I shrugged. “I was ordered to make that alliance.”

“Right. And everyone always succeeds at everything they’re ordered to do, right? Having an order makes it easy! Basically done for you. So you barely get credit for it, because you were simply following orders. Is that it?”

“Um,” I said. That sounded about right, but from her tone I could tell that it shouldn’t.

“Meanwhile, if you don’t succeed, that is entirely your fault. No one else could possibly be to blame, because Jorgen Weight is all powerful and if anything goes wrong it’s always on him.”

“I think that’s a little hyperbolic.”

“You think?” FM said. “Tell me that’s not how you feel. Go ahead.”

“Um,” I said again.

“You can’t have it both ways. You can’t be powerless and totally at fault. Which is it?”

I thought about that. “It’s neither.”

“Right,” FM said. “Some things are under your control, and others aren’t. You do the best you can with what you have to work with. And that is what sets you apart—what you do with it.”

I sighed. “Fine. You’ve made your point.”

“So, what are we doing? What are your priorities here?”

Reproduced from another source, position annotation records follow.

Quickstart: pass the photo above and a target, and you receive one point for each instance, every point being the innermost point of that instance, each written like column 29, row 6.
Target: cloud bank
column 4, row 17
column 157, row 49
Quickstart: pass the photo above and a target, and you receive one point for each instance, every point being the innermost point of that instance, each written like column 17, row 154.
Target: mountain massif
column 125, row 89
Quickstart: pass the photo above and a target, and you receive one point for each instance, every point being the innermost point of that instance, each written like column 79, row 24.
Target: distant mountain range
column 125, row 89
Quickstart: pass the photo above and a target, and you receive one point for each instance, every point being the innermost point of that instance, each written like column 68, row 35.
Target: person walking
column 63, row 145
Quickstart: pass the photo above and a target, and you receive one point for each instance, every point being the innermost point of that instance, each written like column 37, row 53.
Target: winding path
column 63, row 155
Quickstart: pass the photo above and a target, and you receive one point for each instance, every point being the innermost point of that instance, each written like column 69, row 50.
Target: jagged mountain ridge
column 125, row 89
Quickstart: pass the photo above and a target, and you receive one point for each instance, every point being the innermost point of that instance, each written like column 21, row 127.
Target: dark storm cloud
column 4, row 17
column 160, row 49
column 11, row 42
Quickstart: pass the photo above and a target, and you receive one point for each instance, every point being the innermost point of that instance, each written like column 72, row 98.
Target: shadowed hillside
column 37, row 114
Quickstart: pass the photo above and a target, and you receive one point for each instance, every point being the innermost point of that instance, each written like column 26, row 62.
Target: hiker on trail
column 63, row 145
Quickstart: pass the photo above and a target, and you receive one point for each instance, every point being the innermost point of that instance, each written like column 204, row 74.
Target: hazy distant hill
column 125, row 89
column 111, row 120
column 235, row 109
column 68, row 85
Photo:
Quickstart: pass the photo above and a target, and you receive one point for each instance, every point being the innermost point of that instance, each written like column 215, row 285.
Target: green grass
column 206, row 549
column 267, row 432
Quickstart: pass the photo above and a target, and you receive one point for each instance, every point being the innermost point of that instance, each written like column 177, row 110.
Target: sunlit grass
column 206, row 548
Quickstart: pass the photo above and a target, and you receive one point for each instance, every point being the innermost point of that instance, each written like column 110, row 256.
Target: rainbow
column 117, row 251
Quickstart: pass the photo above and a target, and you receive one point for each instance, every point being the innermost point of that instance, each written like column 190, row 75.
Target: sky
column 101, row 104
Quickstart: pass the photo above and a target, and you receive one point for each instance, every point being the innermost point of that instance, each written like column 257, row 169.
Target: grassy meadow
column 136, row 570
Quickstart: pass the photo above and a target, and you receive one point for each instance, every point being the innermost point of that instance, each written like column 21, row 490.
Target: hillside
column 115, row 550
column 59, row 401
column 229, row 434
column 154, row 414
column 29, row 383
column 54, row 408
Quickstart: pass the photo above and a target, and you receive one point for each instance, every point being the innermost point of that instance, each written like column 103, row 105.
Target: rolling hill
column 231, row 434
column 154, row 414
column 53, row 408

“Cobb’s life.” That was a clear priority, clean and by the book. “And we can’t pull him out.” But stars, even if it would save kitsen lives, we couldn’t leave him there.

“Okay,” FM said.

“Also the lives of our flightmates,” I added.

“And all the kitsen lives in danger right now? What about them?”

“They aren’t our people. But Cobb ordered us to—”

“Forget for a minute about what Cobb ordered you to do,” FM said. “What do you think is the right thing to do?”

I didn’t know which call would turn out to be the best one, but for the moment I tried to set that aside. Maybe the right call was the one that hoped for the most good for the most people, even if the outcome wasn’t totally assured.

Things seemed clearer when I looked at them that way. “Save lives,” I said. “Defend the kitsen, defend Cobb, secure the alliance. Work together against the people who are trying to kill us all.” It sounded so simple when I said it like that. It had a ring of truth to it.

“That sounds right to me too,” FM said.

I nodded. “What Stoff is doing is a trap, but it’s a political one. We can save lives first and politic later.” I would have preferred to politic never, but if there was an order to this, that was it.

FM watched me, waiting. She was doing what she’d said—talking me through it, but then waiting for me to make the decision.

I could recall my flight and leave the kitsen to deal with the Superiority. If Stoff could hide behind the chain of command so could I, and no one in the DDF could blame me for it. I could pin the whole thing right back on Stoff, and he wouldn’t have a renegade on whom to shuffle off the responsibility.

But I already knew I could never live with myself if I did that.

“Enough standing around,” I said. “Let’s call up the flights and get that platform.”

FM grinned at me. “Yes, sir,” she said.

And together we took off running down the corridor.